O alívio desta eleitora foi partilhado por muitos: Kast foi o mais votado na primeira volta, a 21 de Novembro, e esta é a primeira vez que um candidato derrotado na primeira volta vence à segunda. Boric obteve agora 56% dos votos; Kast 44%. Às urnas foram 8,3 milhões de pessoas, 55% dos eleitores, a participação mais alta desde que o voto passou a ser voluntário, em 2012, e mais oito pontos do que na primeira volta, quase mais um milhão de pessoas.

Na eleição mais polarizada da história democrática chilena, ambos sublinharam a sensação de voto decisivo, nota Jorge Galindo no jornal El País.
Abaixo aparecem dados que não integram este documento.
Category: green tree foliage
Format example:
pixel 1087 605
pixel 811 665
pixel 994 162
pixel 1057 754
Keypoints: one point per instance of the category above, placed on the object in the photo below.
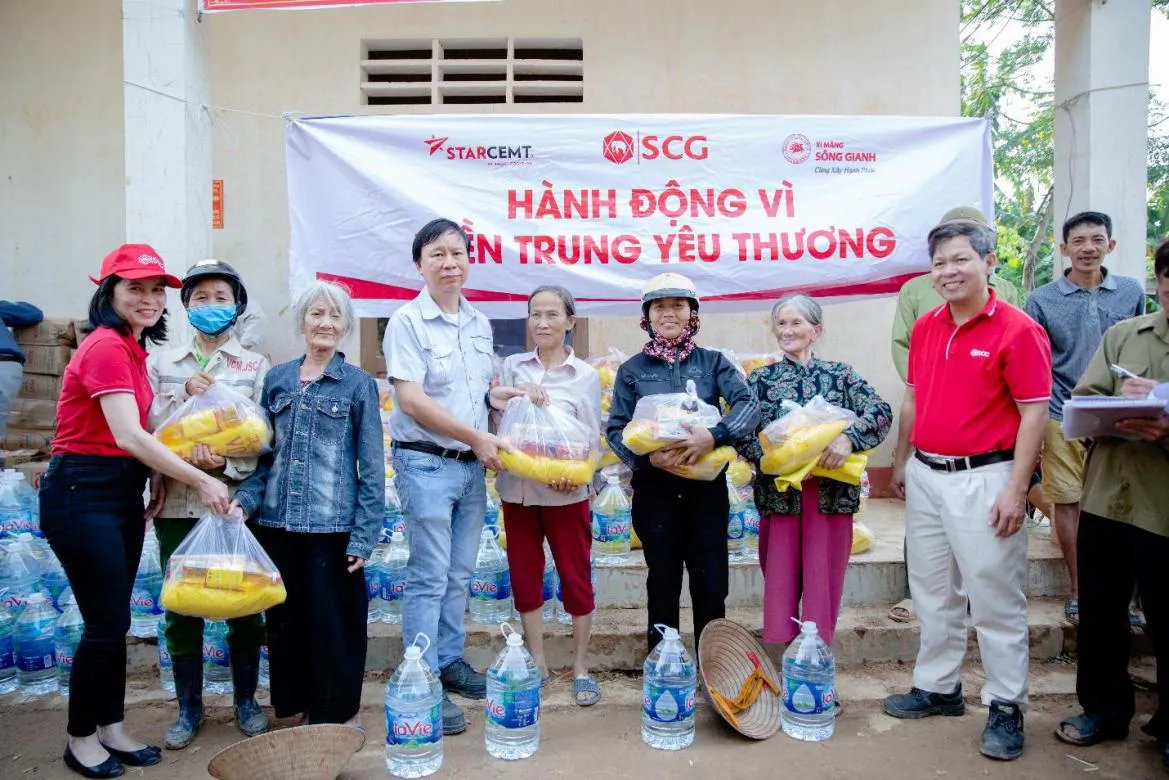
pixel 1001 82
Venceu folgadamente Boric, que teve mais 2,7 milhões de votos; entre estes, escreve Galindo, incluem-se naturalmente centristas que lhe emprestaram o seu voto, “mais assustados pelos terrores invocados pela retórica nacionalista de Kast do que pela incerteza de um activista apoiado pelo comunismo militante”, mas também “um número considerável de chilenos mais atraídos pela mudança do que pela ordem”.

“Entre o medo e a esperança, como quase sempre nas votações e especialmente nas mais polarizadas, ter-se-á decidido esta divisão final”, continua. “Com as duas condições terá de cumprir Boric”, acrescenta, num caminho que vai ser atravessado por outros obstáculos, como a falta de uma maioria clara maioria legislativa, um processo constituinte em curso, incertezas económicas e uma pandemia.

Cumprindo uma velha tradição da democracia chilena, Piñera e Boric surgiram juntos numa videoconferência, com o primeiro a garantir o total apoio do seu Governo durante os três meses da transição. “Vou ser o Presidente de todos os chilenos”, prometeu o eleito na conferência transmitida pela televisão. “Vou fazer o meu melhor para estar à altura deste tremendo desafio.”